Outre le fait qu’un management toxique n’annoncera jamais l’être et se fera toujours passer pour bienveillant au premier abord, je me demande à quel moment le monde du travail est devenu si toxique qu’autour de moi je ne compte plus le nombre de personnes au bout du rouleau, comme pressurisées par un boss malveillant qui les laisse exsangues, tout en se faisant passer pour un héros aux yeux de ceux qui ne travaillent pas avec lui.

Est-ce une question de rapport au travail qui a changé ? De management qui est devenu de pire en pire avec le temps ? Ou est-ce parce que je vieillis et que mon entourage est bien plus lucide sur le monde du travail que ce que nous étions lorsque nous étions jeunes diplômés et fraîchement arrivés sur le marché du travail ?

À vrai dire, je ne comprends pas comment on peut laisser se reproduire des générations de managers toxiques, comme une tradition d’entreprise. Un jour où je faisais le constat d’un comportement managérial anormal et de l’inaction de la direction dans un ancien poste, je me suis entendu répondre « Ah non, mais t’inquiète, ici ça a toujours été comme ça, mieux vaut en prendre son parti ! » Pardon ??! mais dans ce cas les amis, vous venez de me donner le meilleur argument de la terre en faveur du temps partiel !

À quel moment, une entreprise peut-elle rester silencieuse face à des comportements inadaptés dans le milieu dans lequel nous passons statistiquement la majeure partie de nos heures éveillées dans une journée ?

Et finalement, qu’entend-on par « environnement de travail bienveillant » ? De mon côté, peu importent les temps de convivialité, je les perçois comme du bonus, la cerise sur la chantilly du cupcake, ce que je veux vraiment c’est pouvoir faire mon travail correctement pour un management qui ne me fait pas douter de ma propre valeur.
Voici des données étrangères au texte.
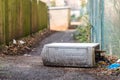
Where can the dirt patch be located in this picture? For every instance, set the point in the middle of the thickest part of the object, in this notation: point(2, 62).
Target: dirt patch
point(30, 67)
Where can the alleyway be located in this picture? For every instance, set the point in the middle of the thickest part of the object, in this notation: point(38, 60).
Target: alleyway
point(31, 67)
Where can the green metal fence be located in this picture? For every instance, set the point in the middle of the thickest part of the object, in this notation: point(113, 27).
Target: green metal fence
point(20, 18)
point(105, 20)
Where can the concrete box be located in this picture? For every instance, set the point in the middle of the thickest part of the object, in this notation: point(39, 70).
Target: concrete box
point(69, 54)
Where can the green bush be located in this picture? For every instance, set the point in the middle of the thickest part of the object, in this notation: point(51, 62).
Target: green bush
point(82, 33)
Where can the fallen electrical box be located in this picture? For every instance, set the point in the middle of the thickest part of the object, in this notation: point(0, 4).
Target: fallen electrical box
point(69, 54)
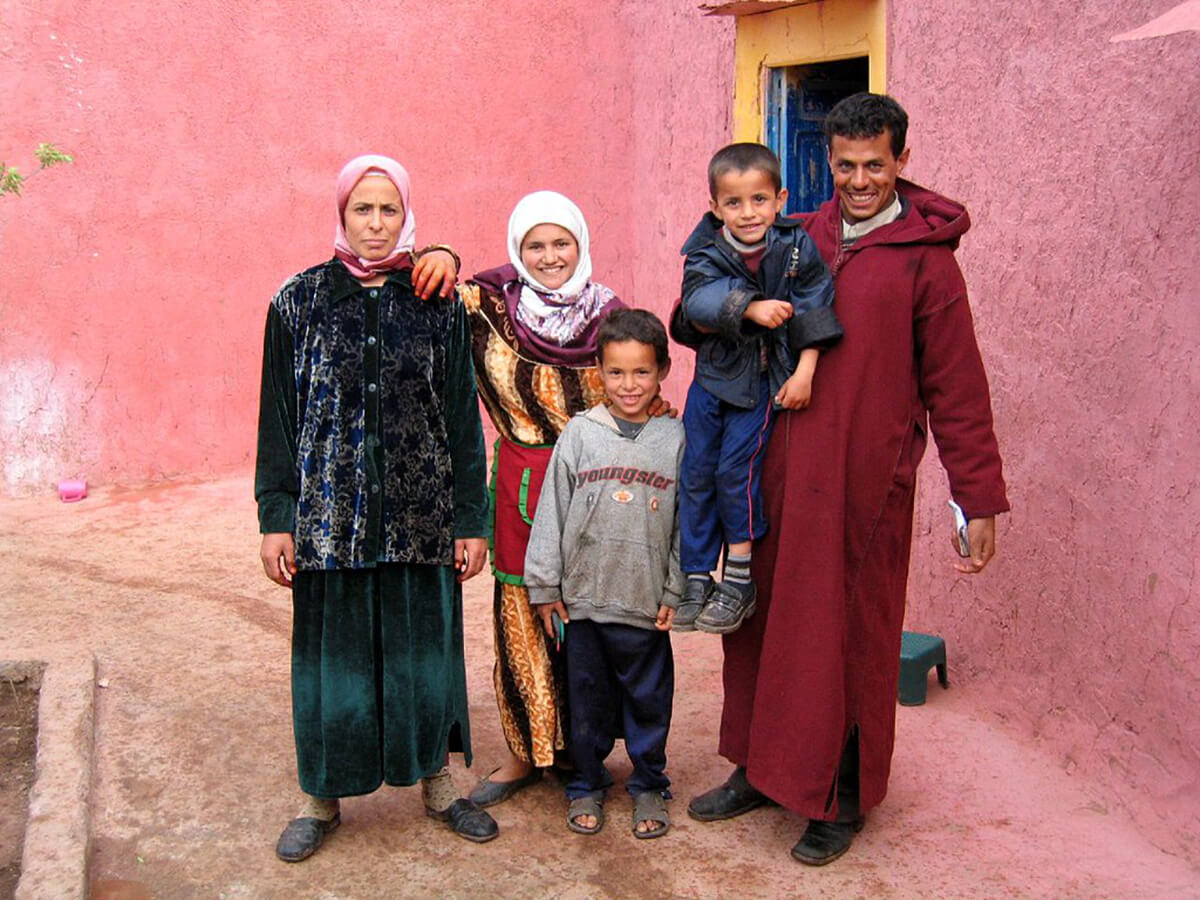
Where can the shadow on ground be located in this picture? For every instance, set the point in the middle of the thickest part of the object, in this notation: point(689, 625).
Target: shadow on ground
point(195, 773)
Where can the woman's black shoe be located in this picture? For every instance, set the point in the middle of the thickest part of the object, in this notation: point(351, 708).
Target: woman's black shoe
point(467, 820)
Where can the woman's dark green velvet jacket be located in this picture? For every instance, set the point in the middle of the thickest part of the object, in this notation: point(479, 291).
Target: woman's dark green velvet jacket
point(370, 445)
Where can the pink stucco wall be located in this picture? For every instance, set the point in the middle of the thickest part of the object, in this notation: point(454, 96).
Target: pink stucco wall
point(1079, 161)
point(133, 283)
point(207, 137)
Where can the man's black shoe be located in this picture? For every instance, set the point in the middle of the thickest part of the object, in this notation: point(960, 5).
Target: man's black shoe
point(825, 841)
point(732, 798)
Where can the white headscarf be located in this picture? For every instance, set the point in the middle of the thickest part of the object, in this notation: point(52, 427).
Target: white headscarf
point(550, 208)
point(559, 316)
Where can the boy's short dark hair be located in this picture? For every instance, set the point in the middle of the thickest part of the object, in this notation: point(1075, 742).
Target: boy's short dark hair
point(641, 325)
point(743, 157)
point(867, 115)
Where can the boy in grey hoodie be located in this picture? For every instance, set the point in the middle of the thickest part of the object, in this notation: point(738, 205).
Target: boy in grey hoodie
point(604, 557)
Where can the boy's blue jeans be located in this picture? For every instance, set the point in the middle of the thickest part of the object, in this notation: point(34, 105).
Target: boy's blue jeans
point(619, 683)
point(720, 499)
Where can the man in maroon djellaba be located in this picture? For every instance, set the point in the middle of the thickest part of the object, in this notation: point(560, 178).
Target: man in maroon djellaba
point(810, 682)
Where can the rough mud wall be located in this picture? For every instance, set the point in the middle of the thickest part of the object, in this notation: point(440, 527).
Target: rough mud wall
point(682, 82)
point(1078, 159)
point(207, 138)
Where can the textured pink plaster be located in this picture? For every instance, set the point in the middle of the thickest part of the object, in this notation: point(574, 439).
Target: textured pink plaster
point(207, 137)
point(1078, 159)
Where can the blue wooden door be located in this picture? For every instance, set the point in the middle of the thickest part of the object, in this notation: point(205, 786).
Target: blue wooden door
point(798, 97)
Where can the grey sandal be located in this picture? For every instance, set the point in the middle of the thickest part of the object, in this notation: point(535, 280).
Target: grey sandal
point(589, 805)
point(651, 807)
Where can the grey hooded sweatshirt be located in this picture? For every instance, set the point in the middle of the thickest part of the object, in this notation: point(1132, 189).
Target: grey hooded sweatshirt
point(605, 535)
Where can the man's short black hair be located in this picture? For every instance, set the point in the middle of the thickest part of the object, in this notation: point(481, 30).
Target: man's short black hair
point(743, 157)
point(641, 325)
point(868, 115)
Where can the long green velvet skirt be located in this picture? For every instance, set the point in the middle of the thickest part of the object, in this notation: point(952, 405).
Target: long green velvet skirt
point(378, 678)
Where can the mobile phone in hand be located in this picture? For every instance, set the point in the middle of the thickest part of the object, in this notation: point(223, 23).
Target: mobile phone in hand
point(960, 529)
point(556, 623)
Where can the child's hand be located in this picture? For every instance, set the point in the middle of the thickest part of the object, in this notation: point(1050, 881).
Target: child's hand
point(768, 313)
point(433, 270)
point(279, 555)
point(469, 555)
point(660, 406)
point(797, 391)
point(544, 613)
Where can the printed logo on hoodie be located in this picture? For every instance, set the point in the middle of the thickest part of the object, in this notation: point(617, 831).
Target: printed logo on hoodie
point(624, 475)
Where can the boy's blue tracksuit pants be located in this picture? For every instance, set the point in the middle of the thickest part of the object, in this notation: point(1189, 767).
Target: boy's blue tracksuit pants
point(720, 478)
point(619, 683)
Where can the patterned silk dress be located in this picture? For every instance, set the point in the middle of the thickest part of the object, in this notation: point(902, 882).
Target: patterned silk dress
point(529, 400)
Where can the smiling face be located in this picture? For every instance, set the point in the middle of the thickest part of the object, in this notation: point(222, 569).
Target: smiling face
point(373, 217)
point(864, 174)
point(748, 203)
point(631, 377)
point(550, 255)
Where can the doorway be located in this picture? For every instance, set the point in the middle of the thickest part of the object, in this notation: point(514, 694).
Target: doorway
point(798, 99)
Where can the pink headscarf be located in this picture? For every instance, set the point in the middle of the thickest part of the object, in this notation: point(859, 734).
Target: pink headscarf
point(352, 173)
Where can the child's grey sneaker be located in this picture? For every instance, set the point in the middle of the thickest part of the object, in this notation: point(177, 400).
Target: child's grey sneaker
point(695, 594)
point(727, 607)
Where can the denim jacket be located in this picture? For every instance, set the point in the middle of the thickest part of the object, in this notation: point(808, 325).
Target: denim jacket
point(717, 288)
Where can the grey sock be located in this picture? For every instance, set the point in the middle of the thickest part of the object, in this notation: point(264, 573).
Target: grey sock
point(322, 808)
point(438, 791)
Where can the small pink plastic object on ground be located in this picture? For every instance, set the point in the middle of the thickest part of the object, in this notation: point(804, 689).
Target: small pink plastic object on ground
point(72, 490)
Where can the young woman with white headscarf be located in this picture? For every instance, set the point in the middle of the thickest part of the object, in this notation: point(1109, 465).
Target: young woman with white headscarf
point(533, 327)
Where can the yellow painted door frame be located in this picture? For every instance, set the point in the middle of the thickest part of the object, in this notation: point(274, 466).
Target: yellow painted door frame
point(799, 35)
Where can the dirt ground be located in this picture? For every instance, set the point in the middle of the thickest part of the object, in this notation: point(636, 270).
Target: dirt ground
point(195, 773)
point(18, 743)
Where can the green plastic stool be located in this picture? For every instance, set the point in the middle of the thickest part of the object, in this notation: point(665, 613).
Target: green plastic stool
point(918, 654)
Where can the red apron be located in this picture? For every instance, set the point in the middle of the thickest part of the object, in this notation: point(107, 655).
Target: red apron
point(517, 473)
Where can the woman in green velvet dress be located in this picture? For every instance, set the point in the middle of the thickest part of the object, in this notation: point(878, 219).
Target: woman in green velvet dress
point(373, 509)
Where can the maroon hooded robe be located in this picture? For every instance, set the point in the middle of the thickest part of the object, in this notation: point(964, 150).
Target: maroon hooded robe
point(822, 653)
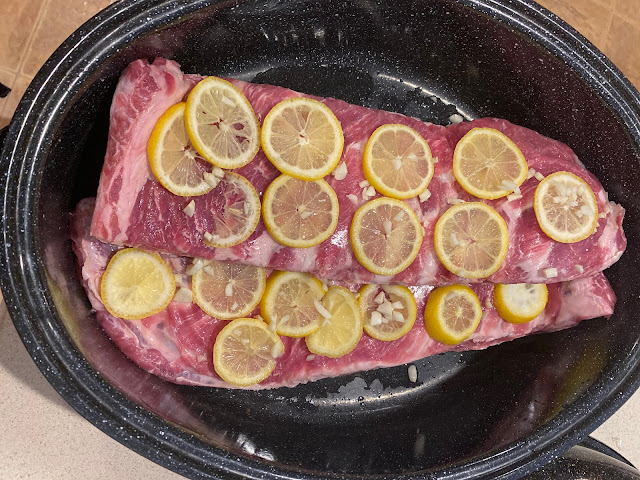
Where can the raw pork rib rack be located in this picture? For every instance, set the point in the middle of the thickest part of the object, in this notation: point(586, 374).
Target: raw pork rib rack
point(133, 209)
point(176, 344)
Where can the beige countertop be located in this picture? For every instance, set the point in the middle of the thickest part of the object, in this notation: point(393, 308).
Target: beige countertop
point(42, 437)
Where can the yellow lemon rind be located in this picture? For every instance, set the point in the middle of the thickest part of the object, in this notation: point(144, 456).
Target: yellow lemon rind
point(433, 322)
point(191, 125)
point(206, 307)
point(252, 195)
point(444, 258)
point(269, 297)
point(154, 153)
point(274, 157)
point(222, 371)
point(468, 187)
point(538, 209)
point(377, 182)
point(114, 264)
point(357, 248)
point(275, 231)
point(313, 341)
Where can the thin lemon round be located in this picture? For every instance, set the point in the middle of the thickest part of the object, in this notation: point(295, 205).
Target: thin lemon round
point(245, 352)
point(565, 207)
point(136, 284)
point(303, 138)
point(235, 210)
point(452, 314)
point(228, 290)
point(299, 213)
point(388, 311)
point(397, 161)
point(221, 123)
point(487, 164)
point(289, 303)
point(520, 302)
point(340, 332)
point(471, 240)
point(385, 236)
point(173, 159)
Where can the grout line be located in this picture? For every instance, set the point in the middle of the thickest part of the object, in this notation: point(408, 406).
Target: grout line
point(36, 25)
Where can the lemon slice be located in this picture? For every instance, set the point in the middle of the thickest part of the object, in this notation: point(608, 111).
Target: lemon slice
point(236, 212)
point(228, 290)
point(303, 138)
point(388, 311)
point(172, 158)
point(385, 236)
point(452, 314)
point(520, 302)
point(487, 164)
point(471, 240)
point(221, 123)
point(397, 161)
point(245, 352)
point(341, 327)
point(136, 284)
point(289, 303)
point(566, 207)
point(300, 213)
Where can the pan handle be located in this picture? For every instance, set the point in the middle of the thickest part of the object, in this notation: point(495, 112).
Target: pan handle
point(590, 460)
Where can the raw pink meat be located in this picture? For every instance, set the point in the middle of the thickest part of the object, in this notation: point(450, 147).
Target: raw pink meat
point(176, 344)
point(134, 209)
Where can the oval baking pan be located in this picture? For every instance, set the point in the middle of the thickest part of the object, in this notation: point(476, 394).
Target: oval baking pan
point(498, 413)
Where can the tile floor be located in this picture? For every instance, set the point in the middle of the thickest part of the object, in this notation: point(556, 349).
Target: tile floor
point(30, 30)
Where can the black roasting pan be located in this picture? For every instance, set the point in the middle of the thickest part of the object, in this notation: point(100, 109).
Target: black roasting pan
point(498, 413)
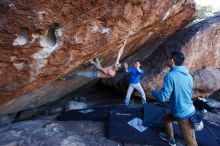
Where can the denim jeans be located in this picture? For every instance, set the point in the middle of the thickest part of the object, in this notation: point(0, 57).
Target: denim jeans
point(185, 127)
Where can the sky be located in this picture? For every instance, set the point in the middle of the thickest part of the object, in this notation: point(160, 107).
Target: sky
point(214, 3)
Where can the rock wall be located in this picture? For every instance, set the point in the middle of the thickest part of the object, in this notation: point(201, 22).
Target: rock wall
point(199, 43)
point(43, 40)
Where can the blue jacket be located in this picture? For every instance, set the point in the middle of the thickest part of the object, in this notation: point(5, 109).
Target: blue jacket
point(177, 89)
point(135, 76)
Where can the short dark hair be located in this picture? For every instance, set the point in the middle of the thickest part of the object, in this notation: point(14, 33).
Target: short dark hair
point(178, 57)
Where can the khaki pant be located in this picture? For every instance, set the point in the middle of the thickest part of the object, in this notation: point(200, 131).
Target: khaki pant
point(185, 127)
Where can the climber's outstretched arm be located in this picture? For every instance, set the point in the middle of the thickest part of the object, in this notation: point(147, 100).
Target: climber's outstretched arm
point(120, 52)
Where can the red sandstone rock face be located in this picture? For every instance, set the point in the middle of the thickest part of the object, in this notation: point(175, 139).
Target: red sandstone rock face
point(42, 40)
point(200, 44)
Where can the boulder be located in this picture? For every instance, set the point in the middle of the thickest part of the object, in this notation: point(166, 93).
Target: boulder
point(41, 41)
point(201, 47)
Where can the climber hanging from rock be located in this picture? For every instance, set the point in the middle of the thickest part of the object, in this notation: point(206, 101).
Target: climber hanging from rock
point(99, 71)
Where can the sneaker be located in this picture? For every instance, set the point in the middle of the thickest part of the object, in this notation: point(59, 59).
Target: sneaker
point(171, 141)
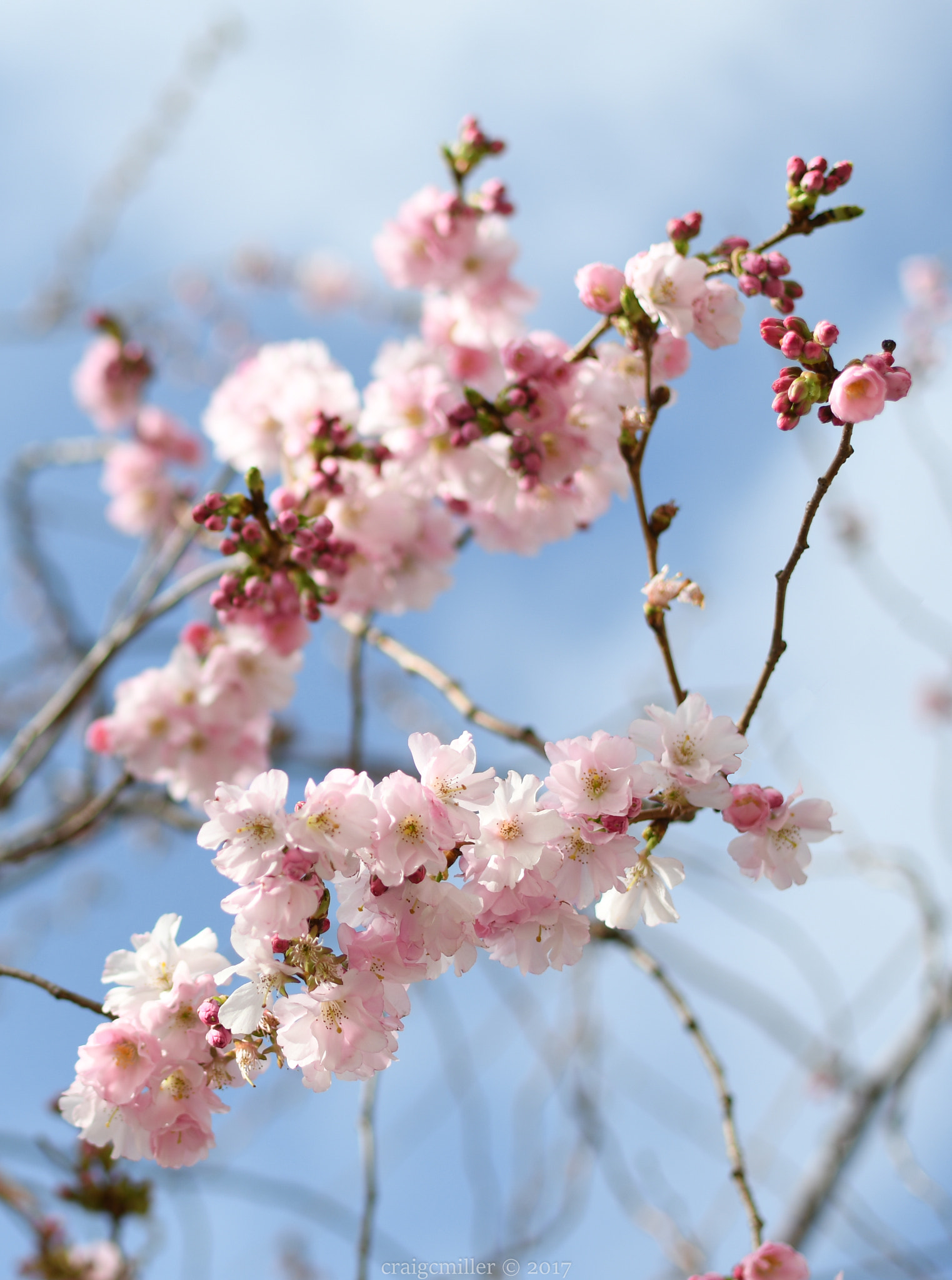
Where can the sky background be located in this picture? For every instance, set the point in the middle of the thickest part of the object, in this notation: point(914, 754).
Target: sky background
point(618, 117)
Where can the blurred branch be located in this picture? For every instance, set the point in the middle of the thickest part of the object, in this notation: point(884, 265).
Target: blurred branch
point(648, 964)
point(62, 295)
point(54, 990)
point(451, 689)
point(46, 836)
point(368, 1139)
point(844, 1141)
point(777, 643)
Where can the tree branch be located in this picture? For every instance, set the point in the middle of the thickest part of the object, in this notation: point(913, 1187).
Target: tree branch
point(777, 643)
point(451, 689)
point(648, 964)
point(54, 990)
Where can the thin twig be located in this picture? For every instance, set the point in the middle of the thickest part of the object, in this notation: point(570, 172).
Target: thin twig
point(451, 689)
point(777, 643)
point(54, 990)
point(648, 964)
point(817, 1191)
point(368, 1137)
point(355, 756)
point(76, 822)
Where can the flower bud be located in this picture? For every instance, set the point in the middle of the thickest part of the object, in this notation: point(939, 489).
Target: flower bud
point(772, 332)
point(777, 264)
point(796, 168)
point(208, 1012)
point(219, 1037)
point(826, 333)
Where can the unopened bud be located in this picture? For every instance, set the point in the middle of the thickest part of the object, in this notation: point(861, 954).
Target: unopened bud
point(796, 168)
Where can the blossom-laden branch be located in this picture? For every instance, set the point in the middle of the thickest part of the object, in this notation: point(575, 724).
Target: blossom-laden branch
point(416, 664)
point(818, 1189)
point(54, 990)
point(777, 643)
point(648, 964)
point(74, 823)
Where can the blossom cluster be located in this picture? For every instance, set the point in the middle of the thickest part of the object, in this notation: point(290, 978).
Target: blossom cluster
point(204, 716)
point(426, 872)
point(109, 384)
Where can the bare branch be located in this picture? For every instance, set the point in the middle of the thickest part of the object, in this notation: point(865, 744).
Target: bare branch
point(54, 990)
point(79, 819)
point(845, 1138)
point(451, 689)
point(777, 643)
point(648, 964)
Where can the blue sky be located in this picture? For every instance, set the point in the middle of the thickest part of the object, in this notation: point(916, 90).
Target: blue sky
point(618, 116)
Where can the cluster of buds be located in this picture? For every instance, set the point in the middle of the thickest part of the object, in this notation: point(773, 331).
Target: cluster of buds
point(799, 389)
point(470, 149)
point(216, 1034)
point(331, 442)
point(282, 553)
point(758, 273)
point(808, 181)
point(684, 229)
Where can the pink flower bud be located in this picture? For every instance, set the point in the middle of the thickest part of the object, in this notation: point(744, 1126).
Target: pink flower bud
point(796, 168)
point(826, 333)
point(777, 264)
point(772, 332)
point(858, 394)
point(208, 1012)
point(219, 1037)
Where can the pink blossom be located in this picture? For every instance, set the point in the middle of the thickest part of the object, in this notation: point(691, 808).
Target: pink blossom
point(691, 742)
point(774, 1262)
point(109, 381)
point(595, 775)
point(250, 824)
point(779, 849)
point(599, 287)
point(718, 314)
point(341, 1029)
point(667, 286)
point(414, 830)
point(858, 394)
point(513, 831)
point(645, 896)
point(334, 819)
point(118, 1060)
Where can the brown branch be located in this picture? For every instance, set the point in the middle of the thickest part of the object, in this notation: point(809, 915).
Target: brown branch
point(451, 689)
point(845, 1139)
point(74, 823)
point(648, 964)
point(777, 643)
point(54, 990)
Au bout de 10 ans sur le marché du travail, je me trouve assez grande pour savoir que mon travail a de la valeur, et ne pas accepter que qui que ce soit me fasse me sentir incapable. C’est ma ligne rouge : cela veut dire que je suis dans des conditions suffisantes pour faire mon travail correctement, que j’ai la confiance de ma hiérarchie pour le faire, et que je suis reconnue dans ce que je fais.

Mais est-ce cela un environnement de travail bienveillant ? Pour moi, ce devrait être la base : pour travailler, on doit avoir les conditions matérielles, financières et logistiques qui nous permettent de le faire. Et ce n’est pas une largesse de l’employeur que d’accorder du temps, un poste de travail adapté, ou de reconnaître la qualité du travail fait. C’est juste normal.

Alors que fait-on ? Est-il trop tard pour faire bouger les lignes, et d’ailleurs peut-on réellement les faire bouger ? Je ne sais pas. Je suis un peu idéaliste, et je crois vraiment que le recours aux instances syndicales peut aider à force à faire comprendre à un employeur qu’il est temps de modifier les comportements managériaux, mais cela implique forcément de faire agir d’abord ceux qui souffrent du management en question, comme si on forçait la parole à se libérer.

Une autre piste serait peut-être de considérer enfin le management comme une compétence que l’on peut avoir ou non, ou dont l’acquisition est réellement à accompagner, et non comme une promotion à la suite de bons résultats commerciaux. On aurait peut-être alors de bons managers (qui ne seraient pas forcément de bons commerciaux, mais est-ce réellement ce qu’on leur demande ?).

Tout cela m’interroge, et je n’ai pour le moment pas de réponse. Si tu as des pistes, je serai contente d’en parler en commentaires !

3 commentaires sur “Un environnement bienveillant ?

  1. Totalement d’accord avec ton dernier paragraphe. Être un manager ca s’apprend et si possible avant de le devenir ! Et ca m’énerve quand on veut que des personnes très compétentes techniquement deviennent managers alors qu’elles sont faites pour devenir des experts de leur domaine (malheureusement ca paie moins).

    Après je pense que de tout temps les boîtes n’en n’ont rien eu á faire de leurs employés. Il me suffit d’écouter mes grands parents parler pour en être convaincu… Mon papy a fait son apprentissage en boulangerie sous les coups, insultes et brimades et ca lui paraissait normal. Ou de penser aux mineurs qui risquaient leur vie sans considération ni salaire correct (et si ils mourraient à la mine l’employeur déduisait de leur dernier salaire, le prix des vêtements de travail non rendu).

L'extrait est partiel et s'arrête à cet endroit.